La vicenda risale a fine anni '90. Gli imprenditori furono condannati ma poi sino in Cassazione maturò la prescrizione. Restarono salve, però, le statuizioni civili, cioè il diritto al risarcimento maturato con la costituzione di parte civile del Comune. Solo lo scorso anno il Comune ha promosso causa civile per conseguire il risarcimento: il processo è in corso dinanzi al Tribunale Civile di Trani.
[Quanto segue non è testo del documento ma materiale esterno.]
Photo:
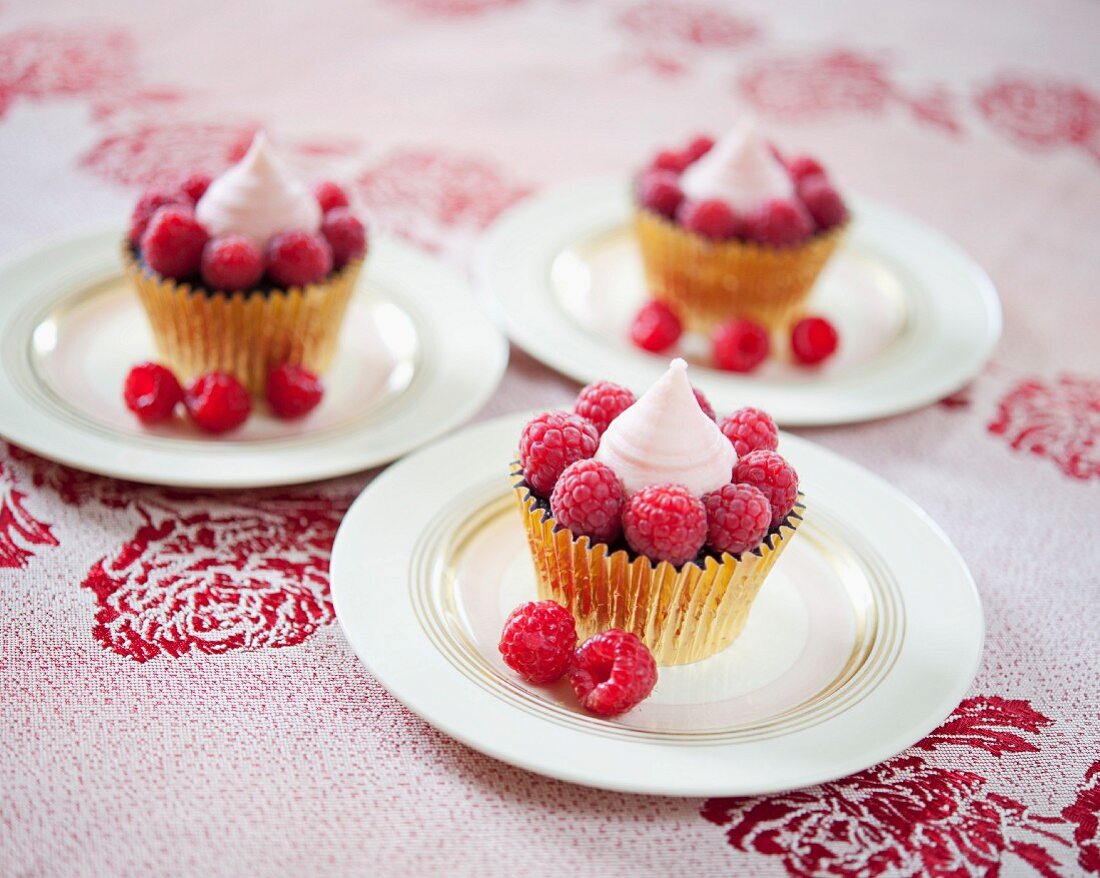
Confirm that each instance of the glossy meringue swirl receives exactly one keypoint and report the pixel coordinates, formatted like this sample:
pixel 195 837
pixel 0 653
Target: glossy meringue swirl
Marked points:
pixel 666 438
pixel 739 169
pixel 257 197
Nel frattempo però alcuni imprenditori sono deceduti ed in alcuni casi i chiamati all'eredità vi hanno rinunciato, con conseguente impossibilità del Comune di chieder loro i danni morali ed ambientali.

Scrive il gip nel motivare l'archiviazione dell'indagine sulla presunta omissione d'atti d'ufficio: "Sebbene si siano registrare numerose ed incomprensibili lungaggini nell'iter che ha condotto il Comune di Trani alla promozione del giudizio civile tuttavia le inerzie via via poste in essere appaiono di natura colposa e non pare ravvisabile alcuna oscura o fantasiosa macchinazione tesa ad impedire l'esecuzione del giudicato penale per il ristoro dei danni patiti dall'ente locale. Anche a voler ritenere sussistente sul piano oggettivo l'omissione denunciata, tuttavia, le ultime inerzie sarebbero risalenti al 2010-11: quindi prescritte".